Building on this foundation, the hardest part of speculative decoding is often not the idea itself but the plumbing around it. You may have a fast draft model and a careful target model, yet the system still feels disappointing because one small mismatch turns the whole pipeline into extra work. That is why common implementation pitfalls matter so much: they usually show up as lost speed, unstable quality, or results that look promising in a notebook but fade in a real serving stack.

One of the first traps is assuming the two models can be treated like interchangeable parts. They cannot. The draft model and target model need to agree on tokenizer behavior, special tokens, sampling settings, and stopping rules, or the acceptance step starts rejecting tokens for reasons that have nothing to do with model quality. Think of it like two musicians following the same song but reading different sheet music; even if each one plays well, the duet will sound off. In speculative decoding, that mismatch can quietly reduce the acceptance rate and erase the advantage you were hoping to create.

Another easy mistake is measuring the wrong thing. When people ask, “Why does speculative decoding feel faster in theory but not in production?”, the answer is often that they only looked at model time, not end-to-end serving time. The draft model may be cheap, but the target model still has to verify tokens, move data through memory, and coordinate with batching, scheduling, and network overhead. If you ignore those costs, you can mistake a local improvement for a real system gain, which is especially painful when the user experiences no visible latency reduction at all.

Memory management is another place where implementations stumble. The whole point of speculative decoding is to reuse work, but that reuse only helps if the key-value cache, which stores past attention states, is handled carefully. If cache updates are inefficient or the verifier forces repeated reallocations, you end up spending time shuffling memory instead of generating text. This is where the target model can become the bottleneck in disguise: the draft model may be quick, but the pipeline still slows down if the verification pass cannot move smoothly through the cached context.

There is also a tuning trap around draft length and acceptance rate. It is tempting to keep increasing the number of proposed tokens because longer drafts sound more efficient, but speculative decoding does not reward size for its own sake. If the draft model starts guessing too far ahead, the target model rejects more of the block, and the extra proposals become wasted effort. On the other hand, making the draft too short can leave speed on the table because you trigger verification too often. The sweet spot depends on your workload, and it usually appears only after testing real prompts rather than synthetic averages.

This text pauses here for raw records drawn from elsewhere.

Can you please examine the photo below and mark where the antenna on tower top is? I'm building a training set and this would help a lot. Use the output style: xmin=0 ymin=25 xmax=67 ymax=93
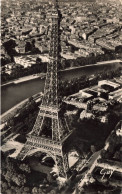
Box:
xmin=54 ymin=0 xmax=58 ymax=7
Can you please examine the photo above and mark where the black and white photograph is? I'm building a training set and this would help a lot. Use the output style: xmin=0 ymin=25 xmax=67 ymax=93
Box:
xmin=0 ymin=0 xmax=122 ymax=194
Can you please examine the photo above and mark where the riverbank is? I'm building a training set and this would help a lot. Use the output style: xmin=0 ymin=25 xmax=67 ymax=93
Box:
xmin=1 ymin=60 xmax=122 ymax=114
xmin=60 ymin=59 xmax=122 ymax=72
xmin=1 ymin=59 xmax=122 ymax=87
xmin=1 ymin=73 xmax=46 ymax=87
xmin=0 ymin=92 xmax=42 ymax=124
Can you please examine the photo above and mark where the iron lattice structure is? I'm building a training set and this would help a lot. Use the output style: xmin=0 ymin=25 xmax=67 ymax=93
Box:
xmin=18 ymin=2 xmax=70 ymax=177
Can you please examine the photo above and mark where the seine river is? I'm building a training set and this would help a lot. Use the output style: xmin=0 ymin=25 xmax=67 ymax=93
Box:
xmin=1 ymin=63 xmax=120 ymax=113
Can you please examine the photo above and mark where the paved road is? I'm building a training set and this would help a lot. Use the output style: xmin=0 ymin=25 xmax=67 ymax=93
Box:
xmin=73 ymin=150 xmax=101 ymax=191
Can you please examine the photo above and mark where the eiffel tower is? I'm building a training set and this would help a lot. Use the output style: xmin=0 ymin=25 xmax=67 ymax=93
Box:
xmin=18 ymin=0 xmax=71 ymax=177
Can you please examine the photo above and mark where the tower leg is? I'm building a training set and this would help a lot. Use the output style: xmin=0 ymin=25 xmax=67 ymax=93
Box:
xmin=56 ymin=154 xmax=69 ymax=178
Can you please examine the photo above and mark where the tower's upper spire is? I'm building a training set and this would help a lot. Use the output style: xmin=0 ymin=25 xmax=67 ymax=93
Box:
xmin=52 ymin=0 xmax=59 ymax=16
xmin=54 ymin=0 xmax=58 ymax=8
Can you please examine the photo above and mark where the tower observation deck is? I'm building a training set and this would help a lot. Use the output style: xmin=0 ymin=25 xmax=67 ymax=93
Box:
xmin=18 ymin=0 xmax=71 ymax=177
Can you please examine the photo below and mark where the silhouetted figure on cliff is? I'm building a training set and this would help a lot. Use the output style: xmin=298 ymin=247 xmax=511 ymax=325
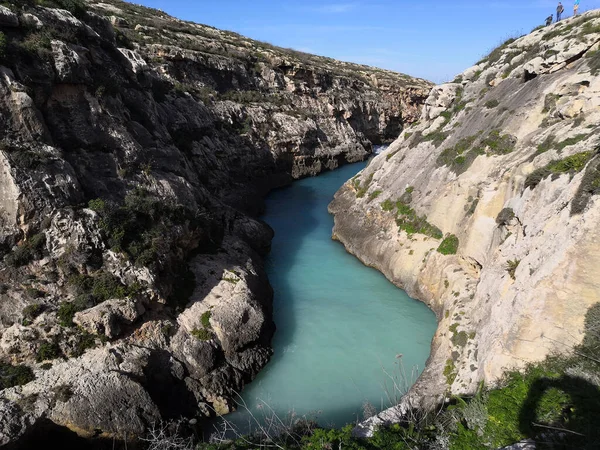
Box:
xmin=556 ymin=2 xmax=565 ymax=22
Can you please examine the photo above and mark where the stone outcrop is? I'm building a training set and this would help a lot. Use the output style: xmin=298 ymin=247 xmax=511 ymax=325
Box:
xmin=0 ymin=0 xmax=431 ymax=446
xmin=330 ymin=11 xmax=600 ymax=431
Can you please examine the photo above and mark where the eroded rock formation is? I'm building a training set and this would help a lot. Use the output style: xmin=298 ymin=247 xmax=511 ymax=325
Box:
xmin=330 ymin=11 xmax=600 ymax=432
xmin=0 ymin=0 xmax=431 ymax=445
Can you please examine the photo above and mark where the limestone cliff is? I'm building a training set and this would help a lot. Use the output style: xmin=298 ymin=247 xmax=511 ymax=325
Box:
xmin=0 ymin=0 xmax=431 ymax=445
xmin=330 ymin=11 xmax=600 ymax=430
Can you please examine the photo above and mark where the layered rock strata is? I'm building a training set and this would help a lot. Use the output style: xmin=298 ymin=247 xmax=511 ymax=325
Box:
xmin=0 ymin=1 xmax=431 ymax=445
xmin=330 ymin=11 xmax=600 ymax=430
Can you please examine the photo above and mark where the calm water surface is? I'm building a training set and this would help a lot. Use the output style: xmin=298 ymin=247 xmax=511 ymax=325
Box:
xmin=228 ymin=163 xmax=436 ymax=426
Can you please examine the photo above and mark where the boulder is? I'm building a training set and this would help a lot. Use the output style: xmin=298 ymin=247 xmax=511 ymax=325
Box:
xmin=73 ymin=299 xmax=146 ymax=339
xmin=0 ymin=6 xmax=19 ymax=27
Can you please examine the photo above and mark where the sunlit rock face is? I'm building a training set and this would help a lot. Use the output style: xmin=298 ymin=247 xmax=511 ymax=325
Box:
xmin=0 ymin=0 xmax=431 ymax=444
xmin=330 ymin=11 xmax=600 ymax=432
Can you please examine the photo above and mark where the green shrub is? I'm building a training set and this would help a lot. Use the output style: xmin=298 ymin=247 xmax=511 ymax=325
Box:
xmin=496 ymin=208 xmax=515 ymax=226
xmin=200 ymin=311 xmax=212 ymax=329
xmin=396 ymin=201 xmax=443 ymax=239
xmin=56 ymin=296 xmax=90 ymax=328
xmin=369 ymin=190 xmax=381 ymax=203
xmin=506 ymin=259 xmax=521 ymax=280
xmin=356 ymin=174 xmax=374 ymax=198
xmin=586 ymin=50 xmax=600 ymax=76
xmin=443 ymin=358 xmax=458 ymax=386
xmin=5 ymin=233 xmax=46 ymax=267
xmin=0 ymin=31 xmax=8 ymax=61
xmin=525 ymin=152 xmax=594 ymax=189
xmin=35 ymin=341 xmax=61 ymax=362
xmin=88 ymin=189 xmax=206 ymax=270
xmin=437 ymin=234 xmax=458 ymax=255
xmin=436 ymin=135 xmax=484 ymax=174
xmin=385 ymin=149 xmax=400 ymax=161
xmin=571 ymin=158 xmax=600 ymax=216
xmin=71 ymin=330 xmax=96 ymax=357
xmin=421 ymin=130 xmax=448 ymax=148
xmin=481 ymin=130 xmax=517 ymax=155
xmin=192 ymin=328 xmax=212 ymax=341
xmin=21 ymin=303 xmax=45 ymax=322
xmin=381 ymin=198 xmax=395 ymax=211
xmin=554 ymin=134 xmax=589 ymax=152
xmin=36 ymin=0 xmax=87 ymax=19
xmin=0 ymin=362 xmax=35 ymax=389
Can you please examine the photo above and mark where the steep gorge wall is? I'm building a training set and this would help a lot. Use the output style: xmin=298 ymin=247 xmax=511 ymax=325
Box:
xmin=0 ymin=0 xmax=431 ymax=444
xmin=330 ymin=11 xmax=600 ymax=430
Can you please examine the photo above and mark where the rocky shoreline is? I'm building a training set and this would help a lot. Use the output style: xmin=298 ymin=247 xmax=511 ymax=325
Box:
xmin=0 ymin=0 xmax=431 ymax=446
xmin=329 ymin=11 xmax=600 ymax=435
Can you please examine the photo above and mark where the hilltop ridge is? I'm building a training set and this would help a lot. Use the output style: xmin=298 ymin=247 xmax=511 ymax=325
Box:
xmin=330 ymin=7 xmax=600 ymax=433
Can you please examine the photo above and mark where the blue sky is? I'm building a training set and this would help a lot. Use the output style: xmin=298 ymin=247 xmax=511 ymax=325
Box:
xmin=137 ymin=0 xmax=600 ymax=82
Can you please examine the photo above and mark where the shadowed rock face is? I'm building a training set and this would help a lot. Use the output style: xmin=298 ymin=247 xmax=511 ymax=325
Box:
xmin=0 ymin=0 xmax=431 ymax=444
xmin=330 ymin=7 xmax=600 ymax=431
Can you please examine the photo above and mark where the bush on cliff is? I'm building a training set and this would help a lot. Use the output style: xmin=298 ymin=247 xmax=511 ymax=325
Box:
xmin=199 ymin=303 xmax=600 ymax=450
xmin=437 ymin=234 xmax=458 ymax=255
xmin=0 ymin=362 xmax=35 ymax=389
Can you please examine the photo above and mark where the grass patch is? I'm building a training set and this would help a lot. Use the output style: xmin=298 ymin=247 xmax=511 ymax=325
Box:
xmin=437 ymin=234 xmax=459 ymax=255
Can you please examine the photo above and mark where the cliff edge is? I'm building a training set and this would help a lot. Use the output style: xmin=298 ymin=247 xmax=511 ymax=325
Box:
xmin=0 ymin=0 xmax=431 ymax=447
xmin=330 ymin=11 xmax=600 ymax=428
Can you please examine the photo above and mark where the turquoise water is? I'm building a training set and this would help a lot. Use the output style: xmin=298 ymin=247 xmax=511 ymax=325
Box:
xmin=228 ymin=163 xmax=436 ymax=426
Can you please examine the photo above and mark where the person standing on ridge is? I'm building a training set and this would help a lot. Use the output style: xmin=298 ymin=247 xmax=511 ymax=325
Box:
xmin=556 ymin=2 xmax=565 ymax=22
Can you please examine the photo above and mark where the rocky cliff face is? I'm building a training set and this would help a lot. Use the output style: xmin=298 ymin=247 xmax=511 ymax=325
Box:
xmin=330 ymin=11 xmax=600 ymax=432
xmin=0 ymin=0 xmax=430 ymax=445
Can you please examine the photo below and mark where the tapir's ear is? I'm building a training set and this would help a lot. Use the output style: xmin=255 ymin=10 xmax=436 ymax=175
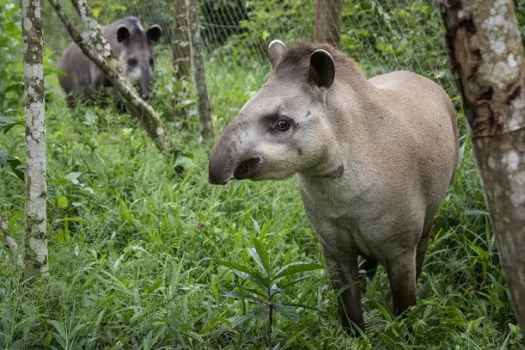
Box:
xmin=146 ymin=24 xmax=162 ymax=42
xmin=308 ymin=49 xmax=335 ymax=89
xmin=268 ymin=40 xmax=288 ymax=68
xmin=117 ymin=25 xmax=129 ymax=43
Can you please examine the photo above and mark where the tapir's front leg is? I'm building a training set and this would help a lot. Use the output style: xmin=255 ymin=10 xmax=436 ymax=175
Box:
xmin=323 ymin=243 xmax=364 ymax=333
xmin=385 ymin=249 xmax=417 ymax=316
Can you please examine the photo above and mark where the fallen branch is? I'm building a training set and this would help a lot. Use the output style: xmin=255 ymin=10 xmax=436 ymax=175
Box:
xmin=49 ymin=0 xmax=175 ymax=154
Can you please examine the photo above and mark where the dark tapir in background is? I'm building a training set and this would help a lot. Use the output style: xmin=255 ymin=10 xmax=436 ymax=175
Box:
xmin=58 ymin=16 xmax=162 ymax=106
xmin=209 ymin=41 xmax=458 ymax=329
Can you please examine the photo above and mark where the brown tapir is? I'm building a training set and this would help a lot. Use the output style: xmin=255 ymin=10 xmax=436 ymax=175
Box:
xmin=209 ymin=40 xmax=458 ymax=330
xmin=58 ymin=16 xmax=162 ymax=106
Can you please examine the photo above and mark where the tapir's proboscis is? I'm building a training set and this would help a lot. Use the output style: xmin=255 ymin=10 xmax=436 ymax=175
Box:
xmin=209 ymin=40 xmax=458 ymax=330
xmin=58 ymin=16 xmax=162 ymax=107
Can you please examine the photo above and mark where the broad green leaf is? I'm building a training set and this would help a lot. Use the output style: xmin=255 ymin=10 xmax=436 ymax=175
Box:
xmin=275 ymin=263 xmax=324 ymax=279
xmin=50 ymin=320 xmax=67 ymax=339
xmin=223 ymin=291 xmax=264 ymax=303
xmin=217 ymin=260 xmax=270 ymax=289
xmin=248 ymin=239 xmax=271 ymax=276
xmin=57 ymin=196 xmax=68 ymax=208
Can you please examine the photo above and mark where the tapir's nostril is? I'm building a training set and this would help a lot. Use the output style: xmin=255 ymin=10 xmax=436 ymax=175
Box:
xmin=233 ymin=156 xmax=261 ymax=180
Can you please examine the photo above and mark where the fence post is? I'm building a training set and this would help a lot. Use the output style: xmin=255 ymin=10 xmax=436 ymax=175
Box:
xmin=21 ymin=0 xmax=48 ymax=277
xmin=172 ymin=0 xmax=191 ymax=80
xmin=185 ymin=0 xmax=213 ymax=137
xmin=315 ymin=0 xmax=343 ymax=47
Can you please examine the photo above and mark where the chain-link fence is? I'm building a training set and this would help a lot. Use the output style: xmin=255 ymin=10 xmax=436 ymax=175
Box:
xmin=42 ymin=0 xmax=525 ymax=117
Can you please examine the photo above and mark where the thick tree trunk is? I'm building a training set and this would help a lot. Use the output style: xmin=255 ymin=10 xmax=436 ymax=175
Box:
xmin=315 ymin=0 xmax=343 ymax=47
xmin=185 ymin=0 xmax=213 ymax=137
xmin=437 ymin=0 xmax=525 ymax=336
xmin=21 ymin=0 xmax=48 ymax=276
xmin=49 ymin=0 xmax=174 ymax=154
xmin=172 ymin=0 xmax=191 ymax=80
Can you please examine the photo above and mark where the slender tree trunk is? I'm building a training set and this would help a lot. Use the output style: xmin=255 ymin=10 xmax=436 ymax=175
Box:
xmin=21 ymin=0 xmax=48 ymax=276
xmin=185 ymin=0 xmax=213 ymax=137
xmin=49 ymin=0 xmax=174 ymax=154
xmin=437 ymin=0 xmax=525 ymax=337
xmin=315 ymin=0 xmax=343 ymax=47
xmin=172 ymin=0 xmax=191 ymax=80
xmin=0 ymin=216 xmax=24 ymax=268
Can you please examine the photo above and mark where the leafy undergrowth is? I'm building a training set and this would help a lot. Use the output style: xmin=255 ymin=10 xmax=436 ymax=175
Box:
xmin=0 ymin=52 xmax=521 ymax=349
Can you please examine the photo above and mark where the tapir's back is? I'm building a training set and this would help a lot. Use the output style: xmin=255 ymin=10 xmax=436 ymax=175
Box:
xmin=369 ymin=71 xmax=458 ymax=224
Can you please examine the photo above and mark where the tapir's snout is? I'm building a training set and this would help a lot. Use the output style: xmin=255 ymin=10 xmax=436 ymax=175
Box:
xmin=208 ymin=139 xmax=234 ymax=185
xmin=208 ymin=129 xmax=262 ymax=185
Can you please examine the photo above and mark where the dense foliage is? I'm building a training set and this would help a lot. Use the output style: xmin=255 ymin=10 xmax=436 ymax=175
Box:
xmin=0 ymin=0 xmax=522 ymax=349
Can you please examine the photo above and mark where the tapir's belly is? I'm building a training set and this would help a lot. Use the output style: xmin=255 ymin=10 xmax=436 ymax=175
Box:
xmin=296 ymin=178 xmax=425 ymax=261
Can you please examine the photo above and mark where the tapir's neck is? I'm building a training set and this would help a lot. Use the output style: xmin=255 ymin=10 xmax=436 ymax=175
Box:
xmin=299 ymin=73 xmax=377 ymax=180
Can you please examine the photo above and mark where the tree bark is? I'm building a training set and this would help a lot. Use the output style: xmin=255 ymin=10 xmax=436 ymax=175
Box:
xmin=437 ymin=0 xmax=525 ymax=337
xmin=49 ymin=0 xmax=174 ymax=154
xmin=315 ymin=0 xmax=343 ymax=47
xmin=21 ymin=0 xmax=48 ymax=277
xmin=172 ymin=0 xmax=191 ymax=80
xmin=0 ymin=216 xmax=24 ymax=269
xmin=185 ymin=0 xmax=213 ymax=138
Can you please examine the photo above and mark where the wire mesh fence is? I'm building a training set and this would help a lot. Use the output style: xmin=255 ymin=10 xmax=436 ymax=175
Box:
xmin=41 ymin=0 xmax=525 ymax=117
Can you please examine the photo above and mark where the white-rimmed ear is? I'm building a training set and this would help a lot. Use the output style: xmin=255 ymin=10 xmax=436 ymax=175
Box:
xmin=308 ymin=49 xmax=335 ymax=89
xmin=268 ymin=40 xmax=287 ymax=67
xmin=117 ymin=24 xmax=131 ymax=43
xmin=146 ymin=24 xmax=162 ymax=42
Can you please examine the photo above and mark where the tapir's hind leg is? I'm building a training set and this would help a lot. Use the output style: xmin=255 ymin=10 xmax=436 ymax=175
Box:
xmin=416 ymin=225 xmax=434 ymax=281
xmin=385 ymin=247 xmax=416 ymax=315
xmin=323 ymin=247 xmax=364 ymax=333
xmin=359 ymin=256 xmax=377 ymax=293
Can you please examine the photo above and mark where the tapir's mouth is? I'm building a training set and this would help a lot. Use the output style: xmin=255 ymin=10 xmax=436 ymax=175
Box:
xmin=233 ymin=156 xmax=261 ymax=180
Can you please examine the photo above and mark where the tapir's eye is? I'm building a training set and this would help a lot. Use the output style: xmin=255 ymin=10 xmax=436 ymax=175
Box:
xmin=128 ymin=58 xmax=139 ymax=68
xmin=275 ymin=119 xmax=292 ymax=131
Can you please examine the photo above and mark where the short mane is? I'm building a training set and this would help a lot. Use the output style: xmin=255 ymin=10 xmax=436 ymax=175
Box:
xmin=275 ymin=43 xmax=366 ymax=79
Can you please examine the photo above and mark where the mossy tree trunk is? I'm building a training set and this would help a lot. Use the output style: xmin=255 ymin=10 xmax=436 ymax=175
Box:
xmin=315 ymin=0 xmax=343 ymax=47
xmin=185 ymin=0 xmax=213 ymax=138
xmin=437 ymin=0 xmax=525 ymax=336
xmin=20 ymin=0 xmax=48 ymax=277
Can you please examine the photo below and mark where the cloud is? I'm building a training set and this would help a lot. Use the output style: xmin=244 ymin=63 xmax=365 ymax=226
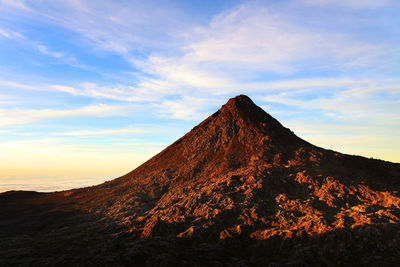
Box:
xmin=50 ymin=127 xmax=151 ymax=136
xmin=303 ymin=0 xmax=389 ymax=9
xmin=0 ymin=104 xmax=127 ymax=126
xmin=0 ymin=0 xmax=32 ymax=11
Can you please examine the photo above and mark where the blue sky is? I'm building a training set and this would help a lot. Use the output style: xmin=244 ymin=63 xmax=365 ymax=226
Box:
xmin=0 ymin=0 xmax=400 ymax=191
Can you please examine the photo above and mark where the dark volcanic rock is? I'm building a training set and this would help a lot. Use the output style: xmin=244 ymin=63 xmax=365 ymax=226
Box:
xmin=0 ymin=95 xmax=400 ymax=266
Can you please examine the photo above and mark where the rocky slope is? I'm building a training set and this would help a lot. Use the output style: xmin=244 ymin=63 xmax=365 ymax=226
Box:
xmin=0 ymin=95 xmax=400 ymax=266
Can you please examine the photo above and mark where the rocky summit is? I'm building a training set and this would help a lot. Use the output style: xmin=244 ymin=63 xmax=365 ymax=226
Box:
xmin=0 ymin=95 xmax=400 ymax=266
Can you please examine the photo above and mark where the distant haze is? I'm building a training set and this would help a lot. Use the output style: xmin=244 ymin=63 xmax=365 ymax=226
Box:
xmin=0 ymin=0 xmax=400 ymax=192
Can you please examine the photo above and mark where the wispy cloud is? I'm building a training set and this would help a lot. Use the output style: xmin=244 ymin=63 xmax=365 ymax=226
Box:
xmin=0 ymin=104 xmax=127 ymax=127
xmin=303 ymin=0 xmax=389 ymax=9
xmin=51 ymin=126 xmax=151 ymax=136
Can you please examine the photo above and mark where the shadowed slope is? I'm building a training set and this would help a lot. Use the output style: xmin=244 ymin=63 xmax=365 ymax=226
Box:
xmin=0 ymin=95 xmax=400 ymax=266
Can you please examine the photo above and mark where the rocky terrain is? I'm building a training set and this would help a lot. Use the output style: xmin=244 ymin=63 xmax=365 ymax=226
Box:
xmin=0 ymin=95 xmax=400 ymax=266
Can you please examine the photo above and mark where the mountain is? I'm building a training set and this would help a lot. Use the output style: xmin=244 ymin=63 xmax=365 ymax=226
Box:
xmin=0 ymin=95 xmax=400 ymax=266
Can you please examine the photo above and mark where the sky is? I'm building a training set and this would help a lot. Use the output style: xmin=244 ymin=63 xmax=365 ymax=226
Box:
xmin=0 ymin=0 xmax=400 ymax=192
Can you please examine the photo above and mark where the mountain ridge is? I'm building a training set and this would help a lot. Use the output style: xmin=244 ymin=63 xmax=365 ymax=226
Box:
xmin=0 ymin=95 xmax=400 ymax=266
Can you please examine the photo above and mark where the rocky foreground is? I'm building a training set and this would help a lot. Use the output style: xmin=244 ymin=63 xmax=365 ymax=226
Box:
xmin=0 ymin=96 xmax=400 ymax=266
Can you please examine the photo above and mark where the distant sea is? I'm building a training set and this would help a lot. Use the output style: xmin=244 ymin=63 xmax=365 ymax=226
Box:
xmin=0 ymin=177 xmax=111 ymax=193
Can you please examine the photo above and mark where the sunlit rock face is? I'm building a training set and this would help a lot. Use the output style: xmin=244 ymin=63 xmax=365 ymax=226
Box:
xmin=0 ymin=95 xmax=400 ymax=266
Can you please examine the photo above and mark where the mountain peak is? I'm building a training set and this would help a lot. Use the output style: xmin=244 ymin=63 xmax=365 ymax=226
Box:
xmin=221 ymin=95 xmax=257 ymax=113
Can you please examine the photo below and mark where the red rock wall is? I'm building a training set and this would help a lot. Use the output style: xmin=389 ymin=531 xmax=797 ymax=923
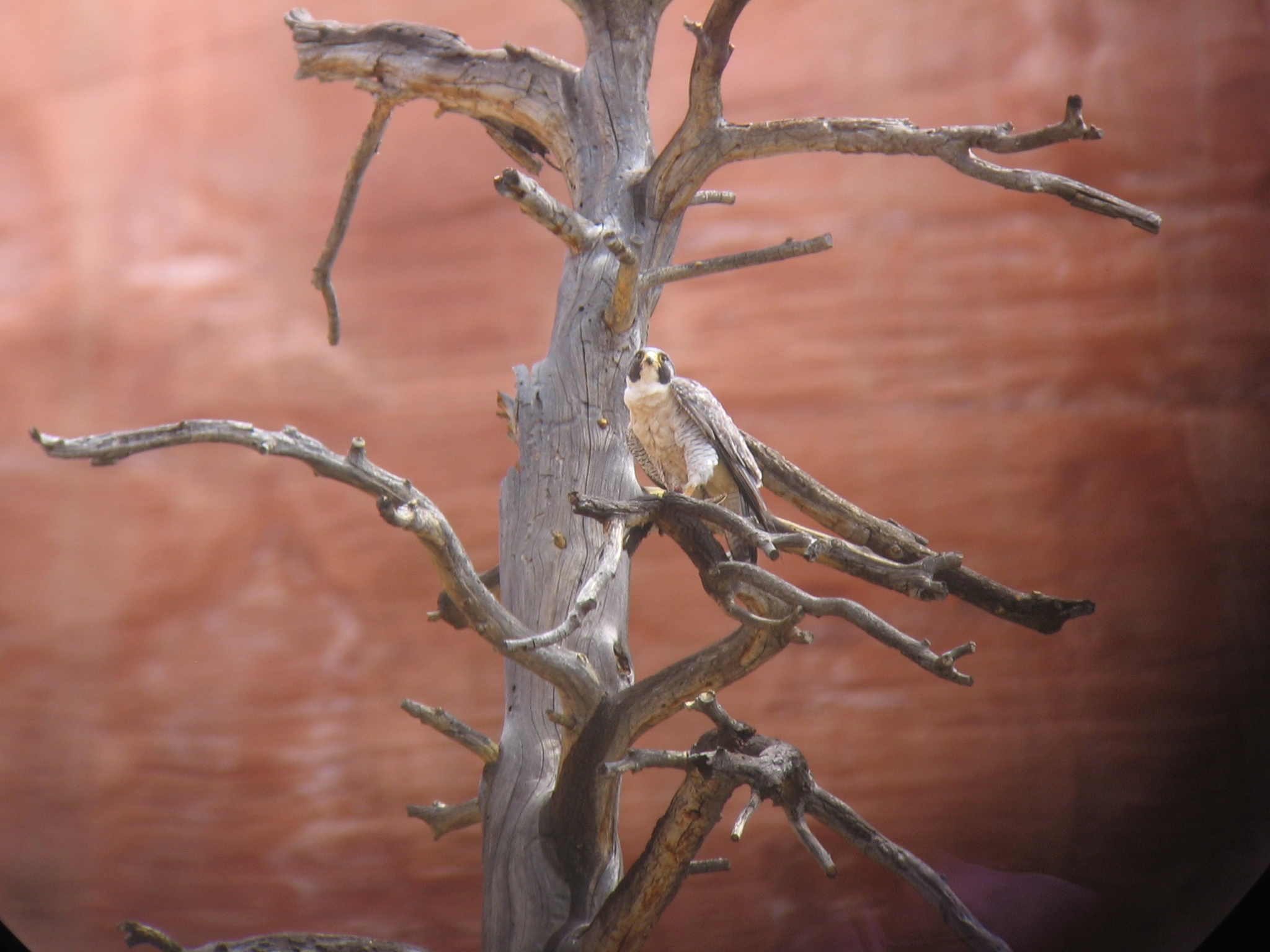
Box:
xmin=0 ymin=0 xmax=1270 ymax=952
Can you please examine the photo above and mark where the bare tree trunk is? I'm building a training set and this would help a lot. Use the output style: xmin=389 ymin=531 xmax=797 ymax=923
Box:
xmin=481 ymin=11 xmax=658 ymax=952
xmin=33 ymin=0 xmax=1160 ymax=952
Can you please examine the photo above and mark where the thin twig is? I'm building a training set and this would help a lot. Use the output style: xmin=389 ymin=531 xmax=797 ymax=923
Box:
xmin=785 ymin=804 xmax=838 ymax=879
xmin=732 ymin=790 xmax=763 ymax=843
xmin=401 ymin=698 xmax=498 ymax=764
xmin=639 ymin=234 xmax=833 ymax=288
xmin=743 ymin=433 xmax=1095 ymax=635
xmin=494 ymin=169 xmax=602 ymax=254
xmin=314 ymin=95 xmax=397 ymax=346
xmin=405 ymin=800 xmax=481 ymax=840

Quality regressions can be subtle, especially if you loosen verification too aggressively. A relaxed rule may improve throughput, but it can also shift the behavior of the final output in ways that are hard to notice at first. This is why teams should separate “looks fluent” from “preserves the target model’s behavior.” In practice, you want to know whether speculative decoding is still faithful to the target model, whether the acceptance rate is healthy, and whether the answers remain stable on the kinds of requests your users actually send. If those three signals do not move together, the implementation probably needs another pass.

The last pitfall is forgetting that hardware shapes the algorithm. A draft model that seems ideal on paper may run poorly on the actual accelerator, and a verification pass that looks cheap in code may become expensive because of bandwidth limits or poor kernel fusion. So how do you avoid that surprise? You profile the full path, compare a few realistic draft models, and test under the same batching and serving conditions you plan to use in production. That way, speculative decoding becomes a system optimization rather than a lab experiment, and you can see where the real bottleneck lives before it hides inside your target model stack.